# Wie repariert man Teichfolie????



## Carola63 (12. Juni 2007)

Hallo
Ich habe mich hier heute neu angemeldet weil ich ein Problem mit der teichfolie habe, besser gesagt mein Vater.
Er hat einen relativ großen teich und nun zwei Stellen in der teichfolie die kaputt sind. Die Teichfolie ist blau und mind 20 Jahre alt, aber ziemlich dick. Leider gibt es die gleiche nicht mehr und so haben wir es mit der jetzt erhältlichen schwarzen Follie und Kleber versucht zu reparieren. Bevor wir das Waser wieder einlaufen lassen haben haben wir es zwei Tage gut durchtrocknen lassen. Jetzt nach vier Wochen löst es sich wieder.
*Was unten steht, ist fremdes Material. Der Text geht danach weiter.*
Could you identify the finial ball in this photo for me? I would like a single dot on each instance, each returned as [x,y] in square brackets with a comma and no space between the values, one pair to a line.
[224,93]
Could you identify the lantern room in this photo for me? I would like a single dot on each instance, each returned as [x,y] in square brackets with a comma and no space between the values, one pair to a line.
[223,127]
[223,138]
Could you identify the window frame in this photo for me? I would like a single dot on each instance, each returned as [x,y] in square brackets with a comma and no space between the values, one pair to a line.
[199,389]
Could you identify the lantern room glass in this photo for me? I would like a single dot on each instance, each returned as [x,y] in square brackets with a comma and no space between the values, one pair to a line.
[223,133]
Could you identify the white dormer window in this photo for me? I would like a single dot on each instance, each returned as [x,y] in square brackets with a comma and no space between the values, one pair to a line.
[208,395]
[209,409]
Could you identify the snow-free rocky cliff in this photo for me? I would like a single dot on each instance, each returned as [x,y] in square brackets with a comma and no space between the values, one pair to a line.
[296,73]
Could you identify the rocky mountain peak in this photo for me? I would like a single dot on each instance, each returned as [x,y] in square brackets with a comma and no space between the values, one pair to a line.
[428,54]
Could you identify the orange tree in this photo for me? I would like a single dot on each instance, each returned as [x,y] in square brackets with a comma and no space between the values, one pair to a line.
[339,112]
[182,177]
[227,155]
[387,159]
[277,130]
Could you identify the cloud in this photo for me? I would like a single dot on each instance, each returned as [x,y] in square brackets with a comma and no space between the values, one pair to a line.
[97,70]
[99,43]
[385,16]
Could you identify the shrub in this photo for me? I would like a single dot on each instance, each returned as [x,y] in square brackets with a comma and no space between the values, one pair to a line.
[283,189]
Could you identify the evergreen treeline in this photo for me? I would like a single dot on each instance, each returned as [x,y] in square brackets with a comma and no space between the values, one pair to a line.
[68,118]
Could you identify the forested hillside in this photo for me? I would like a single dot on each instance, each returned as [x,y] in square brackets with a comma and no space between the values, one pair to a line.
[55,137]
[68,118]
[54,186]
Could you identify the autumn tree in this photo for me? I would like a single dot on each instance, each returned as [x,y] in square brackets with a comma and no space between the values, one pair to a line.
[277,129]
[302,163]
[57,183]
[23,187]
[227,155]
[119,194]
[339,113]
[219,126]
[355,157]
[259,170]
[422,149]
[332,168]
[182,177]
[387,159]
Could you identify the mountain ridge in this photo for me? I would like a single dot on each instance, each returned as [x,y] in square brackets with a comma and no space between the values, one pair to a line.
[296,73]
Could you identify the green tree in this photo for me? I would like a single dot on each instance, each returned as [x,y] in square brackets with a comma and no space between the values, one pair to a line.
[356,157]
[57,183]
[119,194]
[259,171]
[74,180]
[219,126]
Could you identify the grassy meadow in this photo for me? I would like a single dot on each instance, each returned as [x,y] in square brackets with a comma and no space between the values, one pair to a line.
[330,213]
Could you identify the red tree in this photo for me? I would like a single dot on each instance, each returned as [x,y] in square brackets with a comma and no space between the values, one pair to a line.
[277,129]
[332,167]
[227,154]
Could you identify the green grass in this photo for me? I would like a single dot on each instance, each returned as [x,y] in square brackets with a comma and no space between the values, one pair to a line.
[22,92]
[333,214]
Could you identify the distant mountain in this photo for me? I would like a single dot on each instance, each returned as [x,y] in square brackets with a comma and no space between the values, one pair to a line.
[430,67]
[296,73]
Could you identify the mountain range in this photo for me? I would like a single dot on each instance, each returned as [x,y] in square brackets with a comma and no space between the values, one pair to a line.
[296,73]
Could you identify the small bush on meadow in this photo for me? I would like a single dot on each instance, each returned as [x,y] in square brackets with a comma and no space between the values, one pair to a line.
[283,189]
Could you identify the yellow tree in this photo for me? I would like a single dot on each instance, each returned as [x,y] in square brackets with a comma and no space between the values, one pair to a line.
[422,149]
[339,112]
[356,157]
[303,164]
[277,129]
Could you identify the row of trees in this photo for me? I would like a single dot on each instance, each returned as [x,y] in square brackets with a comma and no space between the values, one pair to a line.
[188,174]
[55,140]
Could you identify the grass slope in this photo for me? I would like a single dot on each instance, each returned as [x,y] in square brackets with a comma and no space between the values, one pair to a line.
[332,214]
Was kann man da machen bzw. was haben wir falsch gemacht. Wäre für jeden Tip dankbar
liebe Grüße Carola


----------



## Heiko H. (12. Juni 2007)

*AW: Wie repariert man Teichfolie????*

Hi Carola,

herzlich willkommen hier im Forum.

Ich würde es eventuell mal mit Innotec oder Sikaflex (eine Art Silikon) versuchen.
Beide Produkte sollen sich auch unter Wasser verarbeiten lassen.
Allerdings würde ich das Wasser nochmals ablassen und würde die Stellen dann mit Folienflicken und dem Innotec/Sikafelx verkleben.

Gruß Heiko


----------



## Annett (12. Juni 2007)

*AW: Wie repariert man Teichfolie????*

Hallo Carola,

um wirklich richtig reparieren zu können, müßte man erstmal wissen, um welche Folienart es sich handelt.
Je nachdem ob es sich um PE, PVC, EPDM (vor 20 Jahren eher unwahrscheinlich), etc. handelt, gibt es speziele Klebeverfahren/Kleber.
Eine PE-Folie kann man n.m.W. z.B. nicht mit einem PVC-Kleber reparieren...


----------



## Carola63 (12. Juni 2007)

*AW: Wie repariert man Teichfolie????*

Woran erkenne ich was es für eine ist???. Leider habe ich so gar keine Ahnung. Wir hatten beim letzten Mal ein kleber verwendet der nennt sich FoliColl PCV
Carola


----------



## Annett (12. Juni 2007)

*AW: Wie repariert man Teichfolie????*

Hi,

also das ist im Nachhinein schwierig.

Kannst Du nicht mal Deinen Vater fragen, was er da damals eingebaut hat? Evtl. gibt es noch die Rechnung.. oder die Firma?
Blau (hellblau?) klingt für mich nach Poolfolie. Aus was diese damals war, kann ich echt nicht sagen... Auch wenn ich im Ferienlager schon zu "DDR-Zeiten" solche nutzen durfte. Sowas gabs sonst kaum zu sehen, geschweige denn zu kaufen. 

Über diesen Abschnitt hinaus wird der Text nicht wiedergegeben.